When I write - which isn't nearly often enough - this is where it happens: the nook off our kitchen, which my family calls "the little eating room." I write here on weekend mornings, after I get up at five a.m. to feed the cat. (His tiny feline mind makes no distinction between weekdays and weekends - he's used to eating at five during the week, when I'm up early before heading off for work, so he expects to eat then on weekends too, and is very vocal about it. Even if I'd rather sleep.) So after he's fed and I've had my own breakfast, I brew a pot of tea and settle down to write.
The room faces our backyard, and early on it's still pitch-black outside and I can't see much of anything other than maybe the neighbor's garage light or the overhead light down the alley. This limited view is probably good for me, since it limits any potential distractions as I'm trying to ease back into my narrative. Later, by the time the sun comes up and the yard becomes visible, I'm fairly well immersed in the writing and will only take an occasional glance around while pausing to think something through. By this time of year, in November, most of the vegetation is gone and the yard is all muted browns and grays, and thus even less of a distraction than during the summer. By the time my family wakes up, at seven or eight, I've done enough writing and can get on with the rest of my day. 
Since this room is where we often eat dinner and isn't dedicated solely to my writing, there's no writer-clutter as I only bring in the bare essentials shown in the photo: composition book; writing pen (a lovely handcarved wooden tool that my wife gave me as a birthday present early in our relationship, before we were even married); a Field Notes pad in which I've jotted down ideas during the previous week; a journal in which I record my thoughts on how the writing is going, along with observations on what I'm currently reading and its relevance to my writing; the pot of warming chai tea and coffee mug from community radio station WEFT in Champaign, Illinois ("1985 Power Increase Marathon"); and my old-school iPod nano. For writing I prefer music on the iPod instead of my iPhone, since the iPod is completely offline; although my iPhone is otherwise my nearly constant companion, I intentionally leave it in the kitchen during my writing sessions so I won't have the temptation of the Internet. And if you're wondering about the TV at the end of the table: yes, my family watches TV during dinner, but no, I leave it off while writing. I have enough trouble being a productive writer as it is, even without the Internet or cable TV. When the writing is done for the day, I pack up everything and clear out. 

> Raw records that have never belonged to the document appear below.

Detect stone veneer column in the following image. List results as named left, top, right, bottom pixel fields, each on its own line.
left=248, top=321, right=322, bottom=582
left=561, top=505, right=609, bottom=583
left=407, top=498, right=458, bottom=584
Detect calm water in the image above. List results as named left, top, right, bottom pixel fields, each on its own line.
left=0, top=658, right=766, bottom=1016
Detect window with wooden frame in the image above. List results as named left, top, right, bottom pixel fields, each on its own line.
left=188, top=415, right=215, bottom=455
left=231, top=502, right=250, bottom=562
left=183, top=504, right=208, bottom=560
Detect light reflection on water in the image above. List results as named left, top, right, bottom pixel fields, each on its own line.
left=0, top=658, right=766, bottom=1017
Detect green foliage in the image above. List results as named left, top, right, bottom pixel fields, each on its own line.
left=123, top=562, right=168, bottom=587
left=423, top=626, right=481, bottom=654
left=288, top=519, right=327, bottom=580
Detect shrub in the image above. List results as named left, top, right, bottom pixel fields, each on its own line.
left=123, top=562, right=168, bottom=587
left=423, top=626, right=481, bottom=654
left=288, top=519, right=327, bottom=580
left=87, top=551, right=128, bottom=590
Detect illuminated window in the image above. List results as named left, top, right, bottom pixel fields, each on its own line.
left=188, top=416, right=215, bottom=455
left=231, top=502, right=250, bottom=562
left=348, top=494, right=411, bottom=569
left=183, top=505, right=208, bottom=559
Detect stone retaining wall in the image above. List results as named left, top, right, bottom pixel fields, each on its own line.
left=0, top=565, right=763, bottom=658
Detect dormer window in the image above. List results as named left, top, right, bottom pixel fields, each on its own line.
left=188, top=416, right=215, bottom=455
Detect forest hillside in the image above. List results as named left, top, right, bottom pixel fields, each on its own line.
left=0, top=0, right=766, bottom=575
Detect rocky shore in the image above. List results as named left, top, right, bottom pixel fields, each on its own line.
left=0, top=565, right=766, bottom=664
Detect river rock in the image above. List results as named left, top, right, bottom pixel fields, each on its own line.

Although this room has done well for my writing needs, we do have a spare bedroom upstairs, a corner of which might someday become my study. I already have a desk and filing cabinet there, but for years I've been trying to find one of those classic old wooden desk chairs with the curved top, spindled back and swiveling iron base, the kind you might see pulled up to a rolltop desk in some old-fashioned office. If I finally find a chair that like in good condition, the bedroom might eventually become my new writing space. However, if I do make the move, as much as I'll enjoy having a writing space all to myself, I'll also miss the simple minimalism of the little eating room.

1 comment:

  1. I love the clean, sparse quality of the space.